The converse dislike that the nonelite masses feel for their new masters was on display in the Scooter Libby case. From outside the castles, the walled compounds of the elite, it all looked like a storm in a teacup. Libby was one of them, so nothing much would happen to him. They would take care of him. What else would they do — throw him off the battlements? That never happens. Ten years on he’ll still be one of them. The guy lost a hand in the poker games that are played between different factions of them, that's all, up there in their castles.

From behind the castle moats it all looked different. Those poker games seem far more important to the people playing them than they look to outsiders (or than, in fact, they actually are) because outsiders are hardly ever thought about. Everybody in Libby’s faction of the elite knew him; everybody liked Ol’ Scooter. That he had taken a hit from the other elite faction was an outrage, an occasion of high emotion. I thought I detected, here and there, some Deresiewiczian bafflement among the elites that this emotion did not seem to be much in evidence among people living outside the castle walls. But hey, who really cares about them?

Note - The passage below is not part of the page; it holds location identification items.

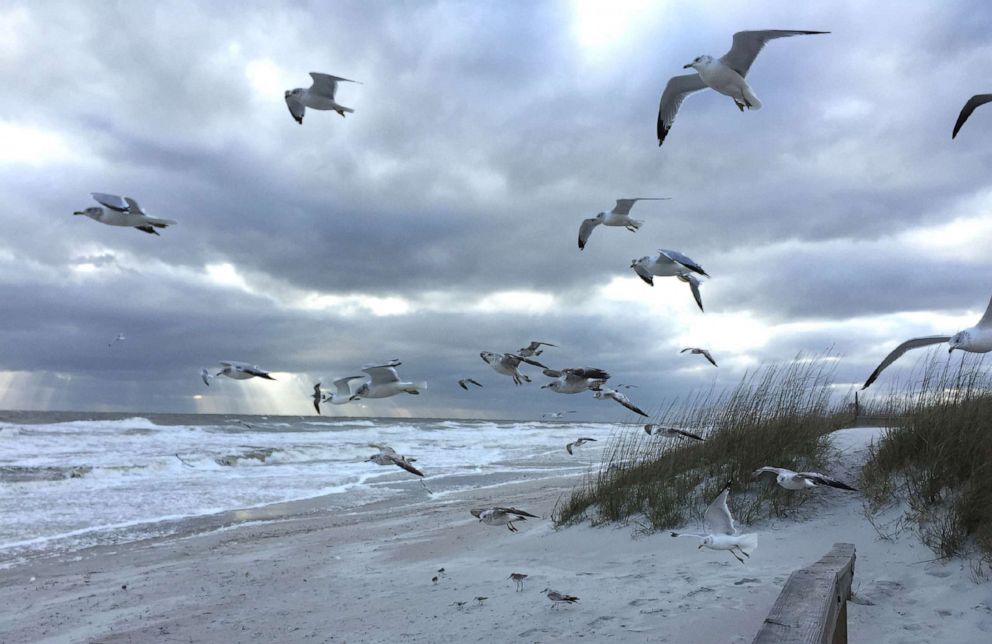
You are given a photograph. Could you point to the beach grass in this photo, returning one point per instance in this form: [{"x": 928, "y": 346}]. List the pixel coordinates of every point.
[{"x": 777, "y": 415}]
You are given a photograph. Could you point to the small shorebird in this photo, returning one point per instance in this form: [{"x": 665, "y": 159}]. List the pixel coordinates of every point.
[
  {"x": 653, "y": 429},
  {"x": 720, "y": 531},
  {"x": 801, "y": 480},
  {"x": 558, "y": 598},
  {"x": 501, "y": 516},
  {"x": 518, "y": 579},
  {"x": 578, "y": 443},
  {"x": 700, "y": 352}
]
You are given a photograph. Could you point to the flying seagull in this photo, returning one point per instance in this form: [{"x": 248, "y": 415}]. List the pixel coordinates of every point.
[
  {"x": 619, "y": 216},
  {"x": 969, "y": 107},
  {"x": 801, "y": 480},
  {"x": 507, "y": 364},
  {"x": 385, "y": 382},
  {"x": 720, "y": 531},
  {"x": 534, "y": 349},
  {"x": 725, "y": 75},
  {"x": 578, "y": 443},
  {"x": 653, "y": 429},
  {"x": 976, "y": 339},
  {"x": 501, "y": 516},
  {"x": 702, "y": 352},
  {"x": 605, "y": 393},
  {"x": 319, "y": 96},
  {"x": 123, "y": 211},
  {"x": 388, "y": 456}
]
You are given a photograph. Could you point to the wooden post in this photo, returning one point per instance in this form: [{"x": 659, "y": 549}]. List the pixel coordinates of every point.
[{"x": 812, "y": 607}]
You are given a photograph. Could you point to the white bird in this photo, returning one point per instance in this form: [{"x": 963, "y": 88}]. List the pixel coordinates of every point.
[
  {"x": 573, "y": 381},
  {"x": 720, "y": 531},
  {"x": 605, "y": 393},
  {"x": 976, "y": 339},
  {"x": 578, "y": 443},
  {"x": 969, "y": 107},
  {"x": 388, "y": 456},
  {"x": 534, "y": 349},
  {"x": 725, "y": 75},
  {"x": 654, "y": 429},
  {"x": 508, "y": 364},
  {"x": 701, "y": 352},
  {"x": 670, "y": 263},
  {"x": 619, "y": 216},
  {"x": 319, "y": 96},
  {"x": 385, "y": 382},
  {"x": 801, "y": 480},
  {"x": 501, "y": 516},
  {"x": 123, "y": 211}
]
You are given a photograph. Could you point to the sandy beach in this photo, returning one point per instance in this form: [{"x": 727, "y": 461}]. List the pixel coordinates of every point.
[{"x": 365, "y": 576}]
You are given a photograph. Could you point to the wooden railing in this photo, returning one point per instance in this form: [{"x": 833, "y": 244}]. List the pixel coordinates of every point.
[{"x": 812, "y": 607}]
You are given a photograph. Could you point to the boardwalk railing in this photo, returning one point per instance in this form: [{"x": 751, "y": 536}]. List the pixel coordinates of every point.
[{"x": 812, "y": 607}]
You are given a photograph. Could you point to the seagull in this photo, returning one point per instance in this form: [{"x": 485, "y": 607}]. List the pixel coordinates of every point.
[
  {"x": 384, "y": 382},
  {"x": 969, "y": 107},
  {"x": 976, "y": 339},
  {"x": 801, "y": 480},
  {"x": 653, "y": 429},
  {"x": 518, "y": 579},
  {"x": 558, "y": 598},
  {"x": 534, "y": 349},
  {"x": 319, "y": 96},
  {"x": 507, "y": 363},
  {"x": 702, "y": 352},
  {"x": 578, "y": 443},
  {"x": 725, "y": 75},
  {"x": 388, "y": 456},
  {"x": 670, "y": 263},
  {"x": 720, "y": 531},
  {"x": 619, "y": 216},
  {"x": 501, "y": 516},
  {"x": 573, "y": 381},
  {"x": 605, "y": 393},
  {"x": 123, "y": 211}
]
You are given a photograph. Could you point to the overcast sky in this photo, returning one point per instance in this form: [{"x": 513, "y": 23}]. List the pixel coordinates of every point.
[{"x": 440, "y": 219}]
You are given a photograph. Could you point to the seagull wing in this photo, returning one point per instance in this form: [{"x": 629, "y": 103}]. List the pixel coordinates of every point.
[
  {"x": 969, "y": 107},
  {"x": 915, "y": 343},
  {"x": 748, "y": 44},
  {"x": 717, "y": 518},
  {"x": 676, "y": 90},
  {"x": 585, "y": 230}
]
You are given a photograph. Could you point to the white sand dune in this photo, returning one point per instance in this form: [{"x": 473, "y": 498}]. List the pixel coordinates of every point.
[{"x": 366, "y": 577}]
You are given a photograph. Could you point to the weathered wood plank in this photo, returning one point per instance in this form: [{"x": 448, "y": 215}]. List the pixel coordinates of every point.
[{"x": 812, "y": 607}]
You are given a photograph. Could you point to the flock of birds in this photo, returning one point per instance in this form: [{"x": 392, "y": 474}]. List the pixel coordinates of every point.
[{"x": 725, "y": 75}]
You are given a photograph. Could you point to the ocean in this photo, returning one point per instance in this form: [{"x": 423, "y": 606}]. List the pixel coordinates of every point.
[{"x": 74, "y": 480}]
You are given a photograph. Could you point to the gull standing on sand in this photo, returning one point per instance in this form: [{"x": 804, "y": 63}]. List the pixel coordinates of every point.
[
  {"x": 319, "y": 96},
  {"x": 725, "y": 75},
  {"x": 720, "y": 531},
  {"x": 123, "y": 211},
  {"x": 801, "y": 480},
  {"x": 701, "y": 352},
  {"x": 605, "y": 393},
  {"x": 969, "y": 107},
  {"x": 507, "y": 364},
  {"x": 619, "y": 216},
  {"x": 654, "y": 429},
  {"x": 501, "y": 516},
  {"x": 385, "y": 382},
  {"x": 976, "y": 339},
  {"x": 578, "y": 443},
  {"x": 573, "y": 381},
  {"x": 670, "y": 263}
]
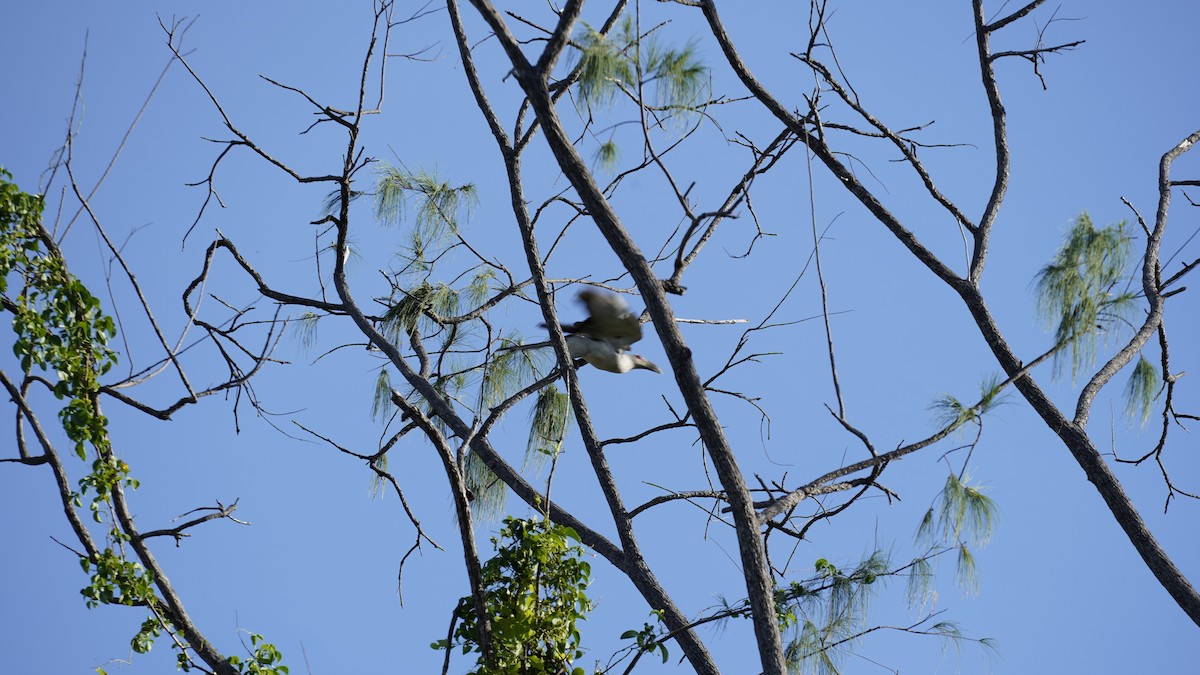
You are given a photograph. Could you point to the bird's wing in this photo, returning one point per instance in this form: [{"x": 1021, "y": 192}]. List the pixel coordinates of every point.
[{"x": 609, "y": 320}]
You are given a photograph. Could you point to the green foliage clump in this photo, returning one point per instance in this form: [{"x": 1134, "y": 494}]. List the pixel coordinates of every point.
[
  {"x": 1077, "y": 291},
  {"x": 58, "y": 322},
  {"x": 961, "y": 517},
  {"x": 534, "y": 587},
  {"x": 265, "y": 659}
]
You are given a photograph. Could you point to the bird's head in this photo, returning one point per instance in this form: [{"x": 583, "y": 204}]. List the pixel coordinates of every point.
[{"x": 640, "y": 362}]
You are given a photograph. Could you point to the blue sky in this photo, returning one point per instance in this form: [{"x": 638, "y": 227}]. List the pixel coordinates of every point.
[{"x": 1061, "y": 589}]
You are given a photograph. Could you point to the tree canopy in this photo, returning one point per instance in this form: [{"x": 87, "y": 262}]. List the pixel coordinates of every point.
[{"x": 292, "y": 371}]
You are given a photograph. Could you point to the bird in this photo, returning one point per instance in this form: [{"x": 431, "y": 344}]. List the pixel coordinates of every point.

This isn’t one of those columns where I point out a problem and suggest a possible solution. As I remarked in an earlier piece on this general theme:

I wish these … elites had a little more color and dash. I wish they were not so academic. I wish there were some sign of a Churchill among them, or a Roosevelt (Teddy for preference), or an Andy Jackson. I wish they had stronger opinions. I wish they showed more evidence of having courage. I wish, above all, that there were fewer of them. But do I have an alternative to meritocracy? Do I think these [elite college] kids are unspeakably awful, and will drag western civilization down to perdition? Would I prefer my own kids not have a shot at joining them, if they decide they want to? No, and no, and no.
Human society stumbles on forward, from imperfection to, one hopes, lesser imperfection. Our cognitive elites are not lovable. Every so often their arrogance and condescension will come breaking through the surface. It’s a pity there isn’t some way to forcibly mix them with their fellow citizens at some point in their cosseted young adulthood, so that they might at least have a shot at learning how to talk across the I.Q. gap; but in a free society, there is no way to do that. Absent that kind of social engineering, there is nothing for it but to lie back and let them rule us. They’ll probably make a pretty good job of it. They are, after all, the brightest and the best … however much we dislike them.